Der begann mit der Suche des Steuerfahnders Siegmund von Treiber im Zuschauerraum nach alten Kunden. „Ich kenne Sie doch alle!“, bellte er zur Begrüßung und ereiferte sich, „mich nervt das Gejammer der Steuerzahler.“ Atemlos ratterte er alle deutschen Abgaben herunter, die doch wirklich so leicht zu verstehen seien. Dann machte er sich über Steuerbetrüger wie Passivraucher her oder pries Kettenraucher, die in ihrem kurzen Leben 17 Kindertagesstätten förderten.

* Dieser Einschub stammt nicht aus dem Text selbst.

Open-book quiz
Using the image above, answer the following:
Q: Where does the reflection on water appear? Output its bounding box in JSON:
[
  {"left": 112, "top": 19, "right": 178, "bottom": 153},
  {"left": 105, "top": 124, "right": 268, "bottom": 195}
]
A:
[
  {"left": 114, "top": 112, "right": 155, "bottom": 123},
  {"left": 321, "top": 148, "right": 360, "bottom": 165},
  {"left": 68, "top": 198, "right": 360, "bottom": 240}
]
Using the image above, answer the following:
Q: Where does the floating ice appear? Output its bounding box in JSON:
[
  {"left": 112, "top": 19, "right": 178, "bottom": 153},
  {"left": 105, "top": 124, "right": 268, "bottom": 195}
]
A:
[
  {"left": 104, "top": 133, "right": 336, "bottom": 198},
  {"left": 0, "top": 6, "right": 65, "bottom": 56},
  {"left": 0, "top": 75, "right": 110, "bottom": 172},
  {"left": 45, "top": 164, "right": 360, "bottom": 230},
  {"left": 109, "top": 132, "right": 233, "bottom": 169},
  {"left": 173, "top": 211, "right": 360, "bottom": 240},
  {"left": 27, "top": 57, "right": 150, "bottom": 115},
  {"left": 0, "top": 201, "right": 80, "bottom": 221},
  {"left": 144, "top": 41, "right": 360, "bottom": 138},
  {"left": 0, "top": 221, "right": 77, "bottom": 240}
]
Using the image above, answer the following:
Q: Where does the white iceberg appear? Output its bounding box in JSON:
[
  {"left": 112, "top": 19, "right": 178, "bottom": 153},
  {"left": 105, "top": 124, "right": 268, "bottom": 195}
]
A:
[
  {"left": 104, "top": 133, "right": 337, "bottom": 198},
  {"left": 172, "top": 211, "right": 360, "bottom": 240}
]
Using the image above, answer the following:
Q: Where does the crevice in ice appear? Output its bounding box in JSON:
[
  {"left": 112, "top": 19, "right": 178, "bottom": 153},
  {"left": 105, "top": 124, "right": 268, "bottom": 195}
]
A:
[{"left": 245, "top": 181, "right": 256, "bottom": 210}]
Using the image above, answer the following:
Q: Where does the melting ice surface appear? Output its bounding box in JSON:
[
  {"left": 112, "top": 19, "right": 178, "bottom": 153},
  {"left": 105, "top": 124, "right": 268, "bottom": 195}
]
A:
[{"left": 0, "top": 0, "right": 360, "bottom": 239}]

Nach unterhaltsamen zwanzig Minuten trat Treiber ab und machte Platz für Meyer. Der Finanzkabarettist schwadronierte nun über Reichmacher wie Erben oder Zinsen. Doch immerzu schweifte er ab und stellte absonderliche wirtschaftliche und politische Zusammenhänge her. Durch Autos würden in Deutschland mehr Menschen getötet als durch Islamisten, betriebswirtschaftlich sei das für Al-Qaida ein Unding. Die Terroristen sollten das durchrechnen und dem ADAC beitreten („Freie Fahrt für freie Bürger!“), statt mit Äxten durch Züge zu rennen. Für Schönheits-OPs und Viagra würde mehr Geld ausgegeben als für Alzheimerforschung. „Nun hängen die im Altersheim mit Silikonbrüsten und Dauerständern herum und wissen nicht, was sie damit machen sollen.“
Beharrlich forderte Meyer die neoliberale Ökonomisierung und effizientere Gestaltung aller Lebensbereiche. Vehement stritt er sich häufig (nach kurzer Verwandlung im Off) mit dem Steuerfahnder, ließ den amerikanischen Finanzberater Jack zu Wort kommen oder trällerte und verfremdete bekannte Pop Songs wie Tina Turners Private Dancer: „Ich bin Privat Banker, ich verzock’ Deine Kohle im nu, ah-hu, ah-hu...“
Ein Höhepunkt des Abends war die Hitparade „der unterschätzten deutschen Schlagersänger“, die viel über Reichmacher wüssten. Sanft stellte eine weibliche Stimme Fragen aus dem Off, die Meyer singend kurz beantwortete. „Was möchtest Du Deinem Bankberater sagen?“ Du hast mich tausend Mal belogen...“ „Was fördert städtische Investitionen?“ „Über sieben Brücken musst Du geh ‘n...“ Der Kabarettist kommunizierte intensiv mit seinem begeisterten Publikum und kannte bald viele Besucher, die er immer wieder direkt ansprach. Zum Schluss besang er eine Mitarbeiterin des KuKis persönlich zu dramatischen Opernklängen: „Irmi, Du musst jetzt ’raus aus Deinem Bett!“
Wirtschaftliche oder politische Prozesse seziert Meyer nicht so dröge pädagogisch, wie etwa die ZDF-Sendung „Anstalt“, sondern sarkastisch mit schwarzem Humor. Komik entsteht bei ihm auch durch Verwendung bürokratischer oder neoliberaler Floskeln auf private und politische Phänomene. Dadurch wird das moderne inhaltsleere Gerede mit betriebswirtschaftlichen Anglizismen entlarvt, aber auch das Durchsickern ökonomischer Grundsätze, etwa als „Risiko Management“, in private, scheinbar romantische und geschützte Lebensbereiche: Kinderkriegen sei nicht effizient oder Heiraten gefährlicher als ein Gang durch Kabul.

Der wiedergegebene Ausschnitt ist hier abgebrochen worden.